How to use container in Runtime Environments?

rabraham · May 17, 2022, 6:51pm

Hi,
I’d like to use the ‘container’ option but I’m not sure how to make it work? The following code works when I run it on the command line

# tf1/main.py
import tensorflow as tf
import time
DEPLOY_TIME = time.time()
class Predictor:
    def __init__(self):
        print("Initializing Predictor")
        pass

    def work(self):
        return tf.__version__ + f"|{DEPLOY_TIME}"
        pass




if __name__ == "__main__":
    print("Deploy Time:" + str(DEPLOY_TIME))

    import ray
    import os
    ray.init(namespace='indexing')


    try:
        old = ray.get_actor("tf1")
        print("Killing TF1")
        ray.kill(old)
    except ValueError:
        print("Not Killing TF1 as it's not present")

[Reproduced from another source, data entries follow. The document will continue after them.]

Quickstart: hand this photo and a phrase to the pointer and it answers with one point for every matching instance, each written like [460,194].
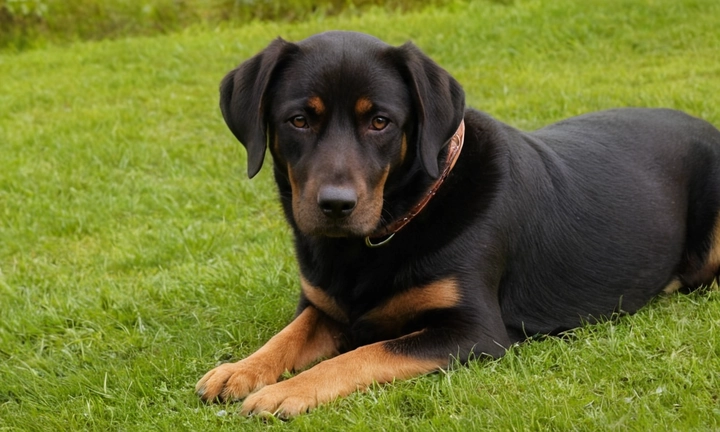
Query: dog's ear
[243,96]
[439,102]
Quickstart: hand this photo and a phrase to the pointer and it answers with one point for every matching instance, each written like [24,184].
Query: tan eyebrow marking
[317,105]
[363,106]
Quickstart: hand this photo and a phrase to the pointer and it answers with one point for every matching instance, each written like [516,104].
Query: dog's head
[344,115]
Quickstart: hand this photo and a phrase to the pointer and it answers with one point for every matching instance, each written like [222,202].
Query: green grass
[135,255]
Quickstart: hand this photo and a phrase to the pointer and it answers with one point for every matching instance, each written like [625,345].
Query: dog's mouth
[333,228]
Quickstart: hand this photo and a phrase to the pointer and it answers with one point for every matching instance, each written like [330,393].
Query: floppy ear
[243,99]
[439,102]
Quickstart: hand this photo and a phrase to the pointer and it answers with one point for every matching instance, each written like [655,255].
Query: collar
[454,147]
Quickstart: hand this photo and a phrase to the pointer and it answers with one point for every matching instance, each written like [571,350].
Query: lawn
[135,254]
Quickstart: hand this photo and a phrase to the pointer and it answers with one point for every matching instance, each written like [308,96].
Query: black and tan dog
[426,232]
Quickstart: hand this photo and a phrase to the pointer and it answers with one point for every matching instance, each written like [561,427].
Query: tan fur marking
[440,294]
[324,302]
[712,263]
[308,337]
[340,376]
[317,105]
[403,149]
[380,187]
[363,106]
[673,286]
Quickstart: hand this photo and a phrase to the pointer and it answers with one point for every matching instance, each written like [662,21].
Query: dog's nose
[337,202]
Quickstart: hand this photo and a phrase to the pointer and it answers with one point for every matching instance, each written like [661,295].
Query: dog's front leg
[412,355]
[310,336]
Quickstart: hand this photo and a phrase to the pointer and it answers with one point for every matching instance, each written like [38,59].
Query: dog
[428,233]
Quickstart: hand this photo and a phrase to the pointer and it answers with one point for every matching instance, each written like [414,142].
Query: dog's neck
[383,235]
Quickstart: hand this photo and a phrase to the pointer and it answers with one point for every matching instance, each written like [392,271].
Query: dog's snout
[337,202]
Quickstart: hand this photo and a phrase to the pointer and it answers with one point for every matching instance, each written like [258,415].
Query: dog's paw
[234,381]
[284,400]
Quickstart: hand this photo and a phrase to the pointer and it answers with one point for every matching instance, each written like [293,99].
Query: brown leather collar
[454,148]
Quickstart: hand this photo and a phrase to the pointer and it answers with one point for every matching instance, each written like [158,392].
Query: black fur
[541,231]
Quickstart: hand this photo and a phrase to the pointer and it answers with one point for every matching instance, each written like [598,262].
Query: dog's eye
[380,123]
[299,122]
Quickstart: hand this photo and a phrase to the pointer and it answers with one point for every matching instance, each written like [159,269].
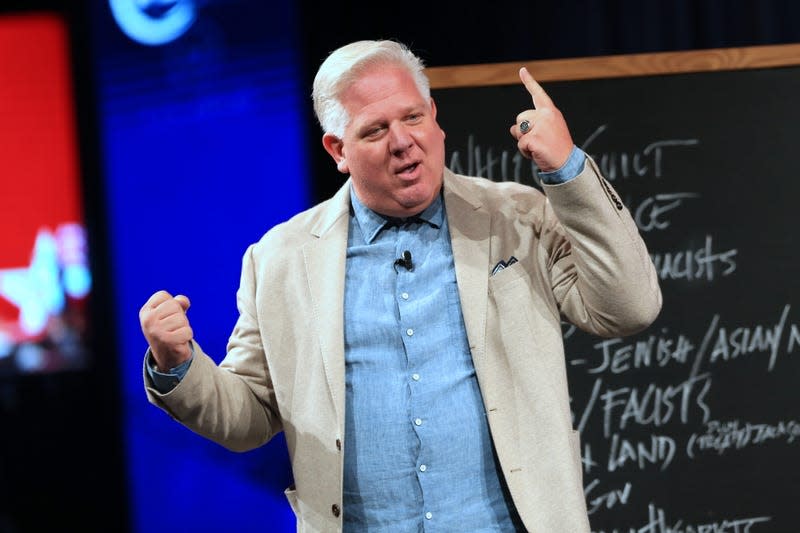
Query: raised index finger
[540,98]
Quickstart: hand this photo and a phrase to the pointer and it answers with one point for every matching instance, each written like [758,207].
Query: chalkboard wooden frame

    PredictorActor = ray.remote(Predictor)
    PredictorActor.options(name="tf1", lifetime="detached").remote()
    a = ray.get_actor("tf1")
    print("Named Actor Call")
    print(ray.get(a.work.remote()))

On the command line, it works with

 ray job submit --runtime-env-json='{"working_dir": "./", "pip": ["tensorflow==1.15"], "excludes": ["venv"]}' -- python main.py

Re: using a container.

I’ve tried the following code.

#Dockerfile

# set base image (host OS)
FROM python:3.6

# set the working directory in the container
WORKDIR /code

# copy the dependencies file to the working directory
COPY requirements.txt .

# install dependencies
RUN pip install -r requirements.txt

# copy the content of the local src directory to the working directory
COPY . .

# command to run on container start
CMD [ "python", "main.py" ]

I build an image as ‘tf1:latest’ and then try

ray job submit --runtime-env-json='{"container": {"image": "tf1:latest"}}' -- python main.py

My client calling code(which works when run on the command line but not when using a container)

#client
import ray

ray.init(namespace="indexing")

print("Ray Namespace")
print(ray.get_runtime_context().namespace)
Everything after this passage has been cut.